# Bring your own Scikit learn model to SageMaker for Batch Transform
This tutorial shows you how to bring your [Scikit-learn](https://scikit-learn.org/stable/) models to SageMaker so that you can host and make inferences using SageMaker infrastructure. Scikit-learn is a popular Python machine learning framework. It includes a number of different algorithms for classification, regression, clustering, dimensionality reduction, and data/feature pre-processing. 

The [sagemaker-python-sdk](https://github.com/aws/sagemaker-python-sdk) module makes it easy to take existing scikit-learn model and generate predictions using the SageMaker hosting and inferencing service. For more information about the Scikit-learn container, see the [sagemaker-scikit-learn-containers](https://github.com/aws/sagemaker-scikit-learn-container) repository and the [sagemaker-python-sdk](https://github.com/aws/sagemaker-python-sdk) repository. Note that the version of the sklearn used for training has to match that of provided container.
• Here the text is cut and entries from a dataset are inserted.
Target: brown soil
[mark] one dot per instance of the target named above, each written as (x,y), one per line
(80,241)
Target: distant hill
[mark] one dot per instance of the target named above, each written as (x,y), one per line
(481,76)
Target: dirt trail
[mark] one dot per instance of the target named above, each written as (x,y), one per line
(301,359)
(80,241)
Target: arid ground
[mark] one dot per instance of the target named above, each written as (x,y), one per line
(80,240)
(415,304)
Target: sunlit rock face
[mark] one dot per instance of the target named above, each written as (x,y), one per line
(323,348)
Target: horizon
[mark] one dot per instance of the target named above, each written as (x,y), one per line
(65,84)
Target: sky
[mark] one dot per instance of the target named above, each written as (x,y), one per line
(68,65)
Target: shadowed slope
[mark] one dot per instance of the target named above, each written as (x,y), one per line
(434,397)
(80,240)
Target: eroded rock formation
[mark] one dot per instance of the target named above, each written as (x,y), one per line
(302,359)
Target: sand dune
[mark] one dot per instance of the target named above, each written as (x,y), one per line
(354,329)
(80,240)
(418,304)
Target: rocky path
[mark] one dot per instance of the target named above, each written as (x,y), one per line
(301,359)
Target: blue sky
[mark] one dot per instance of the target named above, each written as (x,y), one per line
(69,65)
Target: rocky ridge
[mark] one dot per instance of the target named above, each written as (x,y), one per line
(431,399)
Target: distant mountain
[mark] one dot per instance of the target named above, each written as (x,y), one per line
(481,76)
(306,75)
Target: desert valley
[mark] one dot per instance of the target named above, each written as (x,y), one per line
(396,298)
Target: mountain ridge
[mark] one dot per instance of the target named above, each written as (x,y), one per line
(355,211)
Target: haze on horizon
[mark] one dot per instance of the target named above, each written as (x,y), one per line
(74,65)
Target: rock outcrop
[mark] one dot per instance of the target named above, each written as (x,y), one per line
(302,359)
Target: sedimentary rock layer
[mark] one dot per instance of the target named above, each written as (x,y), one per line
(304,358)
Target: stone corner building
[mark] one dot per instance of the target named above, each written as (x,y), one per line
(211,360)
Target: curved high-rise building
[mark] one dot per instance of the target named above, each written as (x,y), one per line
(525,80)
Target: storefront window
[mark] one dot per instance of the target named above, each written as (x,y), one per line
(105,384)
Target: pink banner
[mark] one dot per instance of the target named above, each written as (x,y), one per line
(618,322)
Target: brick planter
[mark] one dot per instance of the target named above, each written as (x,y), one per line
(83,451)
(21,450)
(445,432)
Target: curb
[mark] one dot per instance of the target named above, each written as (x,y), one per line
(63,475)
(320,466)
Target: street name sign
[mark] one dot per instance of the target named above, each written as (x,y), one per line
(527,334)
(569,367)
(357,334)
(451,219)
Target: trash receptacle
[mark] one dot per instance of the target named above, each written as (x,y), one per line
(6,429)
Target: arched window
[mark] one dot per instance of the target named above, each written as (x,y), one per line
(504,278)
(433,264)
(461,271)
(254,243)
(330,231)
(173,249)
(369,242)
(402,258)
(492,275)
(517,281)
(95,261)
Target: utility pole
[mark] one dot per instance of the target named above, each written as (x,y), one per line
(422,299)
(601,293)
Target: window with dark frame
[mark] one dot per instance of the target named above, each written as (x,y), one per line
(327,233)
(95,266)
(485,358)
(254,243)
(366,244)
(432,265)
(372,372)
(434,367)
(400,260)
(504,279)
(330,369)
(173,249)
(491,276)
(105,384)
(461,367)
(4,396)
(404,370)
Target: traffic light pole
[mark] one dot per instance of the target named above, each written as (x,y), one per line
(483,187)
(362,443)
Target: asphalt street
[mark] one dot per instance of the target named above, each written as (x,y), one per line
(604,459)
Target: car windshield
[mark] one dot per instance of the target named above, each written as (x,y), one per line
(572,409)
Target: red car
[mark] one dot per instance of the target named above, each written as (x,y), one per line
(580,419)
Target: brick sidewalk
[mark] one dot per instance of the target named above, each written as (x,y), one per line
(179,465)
For more on Scikit-learn, please visit the Scikit-learn website: <http://scikit-learn.org/stable/>.

### Table of contents
* [Upload the data for training](#upload_data)
* [Create a Scikit-learn script to train with](#create_sklearn_script)
* [Batch Transform](#batch_transform)
 * [Prepare Input Data](#prepare_input_data)
 * [Run Transform Job](#run_transform_job)
 * [Check Output Data](#check_output_data)

In [3]:
!pip install -U scikit-learn==0.23.1

Collecting scikit-learn==0.23.1
  Downloading scikit_learn-0.23.1-cp36-cp36m-manylinux1_x86_64.whl (6.8 MB)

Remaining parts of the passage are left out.